In [5]:
import numpy as np
import matplotlib.pyplot as plt
import warnings
%matplotlib inline
warnings.filterwarnings('ignore')
warnings.simplefilter('ignore')
plt.style.use('seaborn-whitegrid')

# Gradient Descent for a Linear Model

In [21]:
def linear_model(X, W):
    # W is column vector
    return X @ W[1:, :] + W[0, :]

def rmse(model, X, T, W):
    Y = model(X, W)
    return np.sqrt(np.mean((T - Y)**2))



Let the output of our model be $Y$ and the error being minimized $E$.

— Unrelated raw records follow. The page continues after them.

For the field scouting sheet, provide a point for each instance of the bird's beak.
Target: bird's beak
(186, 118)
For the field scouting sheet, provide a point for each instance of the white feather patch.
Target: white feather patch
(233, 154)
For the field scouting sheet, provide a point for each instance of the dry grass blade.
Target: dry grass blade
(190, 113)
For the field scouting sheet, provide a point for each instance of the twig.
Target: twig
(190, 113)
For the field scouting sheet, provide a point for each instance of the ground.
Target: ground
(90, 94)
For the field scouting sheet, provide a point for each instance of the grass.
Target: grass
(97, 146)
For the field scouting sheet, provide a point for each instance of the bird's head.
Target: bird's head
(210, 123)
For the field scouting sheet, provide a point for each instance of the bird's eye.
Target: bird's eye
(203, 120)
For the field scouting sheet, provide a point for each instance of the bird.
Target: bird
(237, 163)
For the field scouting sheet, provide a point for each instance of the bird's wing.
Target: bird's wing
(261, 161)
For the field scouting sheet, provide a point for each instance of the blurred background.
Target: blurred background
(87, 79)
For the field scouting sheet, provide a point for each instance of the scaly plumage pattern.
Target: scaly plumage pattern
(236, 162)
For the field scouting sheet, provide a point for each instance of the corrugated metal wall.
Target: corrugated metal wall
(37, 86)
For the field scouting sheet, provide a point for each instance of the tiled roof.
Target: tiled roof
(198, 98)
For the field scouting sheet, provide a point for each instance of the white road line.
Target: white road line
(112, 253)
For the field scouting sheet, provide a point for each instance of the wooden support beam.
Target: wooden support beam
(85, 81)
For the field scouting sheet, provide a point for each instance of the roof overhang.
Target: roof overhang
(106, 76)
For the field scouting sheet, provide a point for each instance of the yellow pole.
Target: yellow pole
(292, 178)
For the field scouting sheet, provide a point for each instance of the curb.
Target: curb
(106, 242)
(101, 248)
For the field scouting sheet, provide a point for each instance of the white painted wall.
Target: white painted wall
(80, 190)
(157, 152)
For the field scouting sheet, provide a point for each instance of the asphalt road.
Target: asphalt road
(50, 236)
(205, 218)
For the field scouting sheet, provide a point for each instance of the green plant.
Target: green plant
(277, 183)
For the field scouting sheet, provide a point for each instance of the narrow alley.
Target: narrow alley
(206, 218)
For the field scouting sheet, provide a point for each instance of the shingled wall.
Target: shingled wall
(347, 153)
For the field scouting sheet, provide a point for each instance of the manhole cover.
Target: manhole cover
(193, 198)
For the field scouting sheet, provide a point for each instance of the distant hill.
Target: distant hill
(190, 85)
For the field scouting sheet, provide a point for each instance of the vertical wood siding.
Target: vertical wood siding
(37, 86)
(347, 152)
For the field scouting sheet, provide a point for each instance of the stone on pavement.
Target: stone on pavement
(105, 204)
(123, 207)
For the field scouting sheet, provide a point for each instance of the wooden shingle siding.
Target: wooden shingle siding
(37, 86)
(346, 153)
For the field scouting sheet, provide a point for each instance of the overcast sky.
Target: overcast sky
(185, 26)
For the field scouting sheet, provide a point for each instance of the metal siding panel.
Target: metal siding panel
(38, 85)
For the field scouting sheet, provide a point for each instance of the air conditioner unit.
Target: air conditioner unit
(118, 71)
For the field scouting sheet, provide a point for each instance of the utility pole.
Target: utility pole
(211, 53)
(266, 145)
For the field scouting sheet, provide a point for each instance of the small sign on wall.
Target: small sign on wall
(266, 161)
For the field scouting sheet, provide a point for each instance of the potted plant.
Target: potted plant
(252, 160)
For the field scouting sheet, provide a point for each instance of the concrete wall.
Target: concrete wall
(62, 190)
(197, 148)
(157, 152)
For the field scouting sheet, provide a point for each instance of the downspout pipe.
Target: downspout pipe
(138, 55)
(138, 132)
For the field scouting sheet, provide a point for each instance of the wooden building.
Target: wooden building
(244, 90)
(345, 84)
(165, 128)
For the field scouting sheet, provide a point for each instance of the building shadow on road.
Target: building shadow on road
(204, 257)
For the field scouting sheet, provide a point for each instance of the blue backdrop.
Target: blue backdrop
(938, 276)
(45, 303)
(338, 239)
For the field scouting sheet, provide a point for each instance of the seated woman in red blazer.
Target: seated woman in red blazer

To perform gradient descent, we need $\frac{\partial E}{\partial W}$. The calculation of this can be expressed with the chain rule.

$$
\frac{\partial E}{\partial W} = \frac{\partial E}{\partial Y} \frac{\partial Y}{\partial W}
$$

The error we want to minimize is the squared error, $(T - Y)^2$ and $Y = XW$.

$$
\begin{align}
\frac{\partial E}{\partial W} &= \frac{\partial E}{\partial Y} \frac{\partial Y}{\partial W} \\
\frac{\partial E}{\partial W} &= \frac{\partial (T - Y)^2}{\partial Y} \frac{\partial X W}{\partial W} \\
\frac{\partial E}{\partial W} &= -2 (T - Y) X 
\end{align}
$$

Given a simple model.

$$
\begin{align*}
   g(x;w) &= w_0 + w_1 x_1 + w_2 x_2 + \cdots + w_D x_D \\
   &= w_0 + \sum_{i=1}^D w_i x_i \\
   & = \sum_{i=0}^D w_i x_i \text{, where } x_0 = 1 \\
   &= w^T x\\
   &= x^T w
\end{align*}
$$

Force exerted by a spring is proportional to its length. The potential energy stored in the spring is proportional to the square of its length. So the position that minimizes the potential energy in the springs:

\begin{align*}
\sum_{n=1}^N (t_n - g(x_n;w))^2
\end{align*}

So for a model g:

$$
g(x; w) = w_0 + w_1 x
$$

with parameters $$w = (w_0, w_1)$$ what gives the best fit?

$$
\hat{w} = \text{argmin}{w} \sum_{n=1}^N (t_n - g(x_n ; w))^2
$$

Collect all targets into matrix $T$ and $x$ samples into matrix $X$ where $N$ is the number of samples and $D is the sample dimensionality.


$$
\begin{align*}
    T &= \begin{bmatrix}
      t_1 \\ t_2 \\ \vdots \\ t_N
    \end{bmatrix} \\
    X &= \begin{bmatrix}
      x_{1,0} & x_{1,1} & x_{1,2} & \dotsc & x_{1,D} \\
      x_{2,0} & x_{2,1} & x_{2,2} & \dotsc & x_{2,D} \\
      \vdots \\
      x_{N,0} & x_{N,1} & x_{N,2} & \dotsc & x_{N,D}
    \end{bmatrix}\\
    w &= \begin{bmatrix} w_0 \\ w_1 \\ \vdots \\ w_D \end{bmatrix}
  \end{align*}
  $$

Collection of all differences is $T−Xw$, which is an $N×1$ matrix. To form the square of all values and add them up, just do a dot product $(T−Xw)^T(T−Xw)$. 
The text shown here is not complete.